In those moments, I know that the work is important. Not important to anyone else, but to me. It is the only thing that nourishes me. Ivan knew this, but still fought the fight. His music became more and more important as time went on, as he neared the end. Now, this is all conjecture, and doesn’t even begin to cover all of the other things that I know were going through his mind. And I don’t mean to minimize the complexity of alcoholism and what it does to a person, but as an artist, he had a true north. He spent a lot of time making music, more than I ever spent writing. He knew he would never fully realize his potential. He was a damn fine musician, but hadn’t figured out how to tell the world. He never would. And it didn’t matter. What mattered was the doing. He needed to do it, even in the face of death, because he was an artist.
I am ready to say that I am an artist and given my limited time on this rock, I should do what feeds my soul, even if it’s part-time, between other tasks, on weekends, on the bus. Every little bit helps to stay off the darkness.

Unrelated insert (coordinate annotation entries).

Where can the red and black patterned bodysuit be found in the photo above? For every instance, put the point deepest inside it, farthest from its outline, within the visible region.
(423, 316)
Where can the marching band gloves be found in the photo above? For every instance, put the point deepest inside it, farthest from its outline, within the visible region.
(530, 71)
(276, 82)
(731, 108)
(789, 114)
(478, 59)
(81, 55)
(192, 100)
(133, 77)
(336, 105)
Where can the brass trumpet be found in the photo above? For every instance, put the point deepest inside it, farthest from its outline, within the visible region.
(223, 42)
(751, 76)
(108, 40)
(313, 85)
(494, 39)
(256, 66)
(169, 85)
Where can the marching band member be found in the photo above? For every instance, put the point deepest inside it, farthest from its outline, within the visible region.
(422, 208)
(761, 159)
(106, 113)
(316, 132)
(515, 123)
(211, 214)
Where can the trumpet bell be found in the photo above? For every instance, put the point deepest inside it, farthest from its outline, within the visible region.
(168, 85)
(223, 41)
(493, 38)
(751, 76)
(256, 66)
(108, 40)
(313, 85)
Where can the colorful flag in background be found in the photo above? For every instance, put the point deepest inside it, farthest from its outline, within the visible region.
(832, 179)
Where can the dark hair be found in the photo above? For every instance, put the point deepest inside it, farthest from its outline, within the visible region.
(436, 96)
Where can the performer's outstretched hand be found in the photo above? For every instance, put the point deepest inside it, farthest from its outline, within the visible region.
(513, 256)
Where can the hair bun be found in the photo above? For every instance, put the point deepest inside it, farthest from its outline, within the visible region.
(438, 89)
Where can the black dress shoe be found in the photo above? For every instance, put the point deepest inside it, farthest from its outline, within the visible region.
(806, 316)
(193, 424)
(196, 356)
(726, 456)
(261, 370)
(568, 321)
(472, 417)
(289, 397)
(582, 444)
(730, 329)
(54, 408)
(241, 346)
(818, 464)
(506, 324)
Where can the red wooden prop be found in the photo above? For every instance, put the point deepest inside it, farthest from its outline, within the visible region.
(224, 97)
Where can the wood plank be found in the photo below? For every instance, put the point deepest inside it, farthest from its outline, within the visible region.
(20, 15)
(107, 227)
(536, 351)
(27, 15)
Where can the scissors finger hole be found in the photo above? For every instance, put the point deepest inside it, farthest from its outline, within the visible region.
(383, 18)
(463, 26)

This isn’t a call to arms against death. It’s a finger tapping on a watch face. I need to be aware of the time I have. Do what I need to do to be fulfilled. Stop putting it off tomorrow, next week, next month. Do it now.
Do you agree? Do you feel the artist’s call? Do you ignore it?
I remind myself everyday that a life half-lived is not a life worth living.
Embrace your creativity, and as always…
Keep on Thinking Free.
Years ago, when we lived on different continents, we would meet in a Yahoo chat room. During one of our chats , one of us, I can’t say which, told the other “fuck you” but somehow it came out on screen as “fuce you”. We kept it.
Incredibly hard to lose the important people in our lives. Learning to navigate through the pain is not easy. The creative process helps me the most. It is how I ended up writing on this platform. Totally relate to your share.